Quick answer
An AAAA record maps a hostname to a 128-bit IPv6 address, and is the IPv6 counterpart of the A record that carries a 32-bit IPv4 address (RFC 3596 §2.1). It is pronounced "quad-A". A single record looks like example.com. 3600 IN AAAA 2001:db8::1. Most public hostnames that support IPv6 publish both an A record and an AAAA record so clients can reach them over either protocol.
What an AAAA record contains
RFC 3596 defines the AAAA resource-record type, IANA-assigned numeric type 28, to store one IPv6 address as 16 octets in the record's RDATA (RFC 3596 §2.1–2.2). The "four-A" name reflects its size relative to the A record: an A record holds a 32-bit address, and an AAAA record holds an address four times as long.
The value is written using the standard IPv6 presentation format (RFC 3596 §2.4), where a single :: stands in for one run of consecutive all-zero groups. Example zone lines:
example.com. 3600 IN AAAA 2001:db8::1
mail.example.com. 3600 IN AAAA 2001:db8:0:1::25
A name can carry more than one AAAA record if the host answers on several IPv6 addresses. The resolver returns the full set, and the client picks one to connect to.
AAAA and A records: dual-stack
Publishing an A record and an AAAA record for the same name is called dual-stack. The name resolves to an IPv4 address for a client that queries for type A, and to an IPv6 address for a client that queries for type AAAA. Nothing links the two records inside DNS; they are independent entries that share a name.
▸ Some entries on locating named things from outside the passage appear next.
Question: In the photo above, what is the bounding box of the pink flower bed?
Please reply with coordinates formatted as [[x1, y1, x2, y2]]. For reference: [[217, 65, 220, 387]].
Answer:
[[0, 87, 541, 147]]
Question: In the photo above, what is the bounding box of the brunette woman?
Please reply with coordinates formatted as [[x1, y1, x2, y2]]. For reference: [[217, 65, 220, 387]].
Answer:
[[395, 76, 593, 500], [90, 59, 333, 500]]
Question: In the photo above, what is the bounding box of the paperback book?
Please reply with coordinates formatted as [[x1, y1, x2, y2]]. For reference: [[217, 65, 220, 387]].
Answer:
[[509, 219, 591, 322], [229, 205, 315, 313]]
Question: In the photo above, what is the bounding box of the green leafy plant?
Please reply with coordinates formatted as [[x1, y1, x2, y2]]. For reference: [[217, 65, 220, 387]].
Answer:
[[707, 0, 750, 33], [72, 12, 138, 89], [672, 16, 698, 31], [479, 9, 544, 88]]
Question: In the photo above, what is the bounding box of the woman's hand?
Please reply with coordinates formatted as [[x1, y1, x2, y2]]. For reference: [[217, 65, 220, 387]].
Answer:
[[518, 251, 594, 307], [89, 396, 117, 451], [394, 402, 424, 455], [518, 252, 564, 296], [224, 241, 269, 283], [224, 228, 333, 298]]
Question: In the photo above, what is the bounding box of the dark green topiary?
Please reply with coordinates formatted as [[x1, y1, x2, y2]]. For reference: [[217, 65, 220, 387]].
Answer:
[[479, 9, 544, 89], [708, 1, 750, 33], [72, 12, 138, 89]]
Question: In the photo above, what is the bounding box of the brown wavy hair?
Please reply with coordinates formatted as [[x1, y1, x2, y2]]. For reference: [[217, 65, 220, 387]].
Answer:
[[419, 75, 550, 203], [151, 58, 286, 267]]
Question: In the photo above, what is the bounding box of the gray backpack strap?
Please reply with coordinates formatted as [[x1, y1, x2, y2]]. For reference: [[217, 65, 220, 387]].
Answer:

A client that can use both protocols does not choose at random. Under the "Happy Eyeballs" algorithm in RFC 8305, the client requests the A and AAAA records in parallel, starts connection attempts on the addresses it receives, and keeps whichever connects first, with a preference for IPv6. This is why a wrong or unreachable AAAA record can make a site feel slow for some visitors while it stays fine for others: their client tried the IPv6 address first and had to wait for that attempt to time out before falling back to IPv4.
IPv6 reverse DNS and the PTR record
A forward lookup answers "what address does this name have". A reverse lookup answers the opposite question, "what name owns this address". IPv6 reverse DNS lives under the ip6.arpa tree (RFC 3596 §2.5). To build the reverse name, the address is expanded to all 32 hexadecimal digits, those digits are reversed and dotted, and ip6.arpa is appended; a PTR record at that name then returns the hostname. The reverse name for 2001:db8::1 is:
1.0.0.0.0.0.0.0.0.0.0.0.0.0.0.0.0.0.0.0.0.0.0.0.8.b.d.0.1.0.0.2.ip6.arpa
The PTR record page covers how that mapping is delegated and populated.
AAAA records and email deliverability
A server that sends mail from an IPv6 address effectively must have working reverse DNS for that address. Google's and Yahoo's bulk-sender guidelines require every sending IP to have a valid PTR record whose hostname also resolves forward to the same IP, and that requirement covers IPv6 senders. Microsoft is stricter still: Outlook.com rejects inbound IPv6 mail when the sending IP has no reverse DNS entry at all.
An IPv6 mail server therefore needs the forward AAAA record for its own hostname together with a matching PTR record for the IPv6 address it connects from. You can confirm the reverse side with the reverse DNS lookup tool. If you cannot guarantee a correct IPv6 PTR for a given sending host, a common choice is to leave that host off IPv6 for outbound mail and send over IPv4, where the reverse DNS is already under your control.
Do you need an AAAA record?
Add an AAAA record when the host has a reachable IPv6 address and you want IPv6 clients to connect over IPv6. Website and API hostnames served through an IPv6-capable CDN or load balancer usually get one provisioned for you.
Leave the AAAA record off when the address behind it is not actually reachable over IPv6. A stale AAAA record that points at an IPv6 address which no longer answers is worse than having none, because Happy Eyeballs clients try it first and stall on the dead attempt. For a mail-sending host, publish the AAAA record and start sending over IPv6 only once the matching PTR is in place.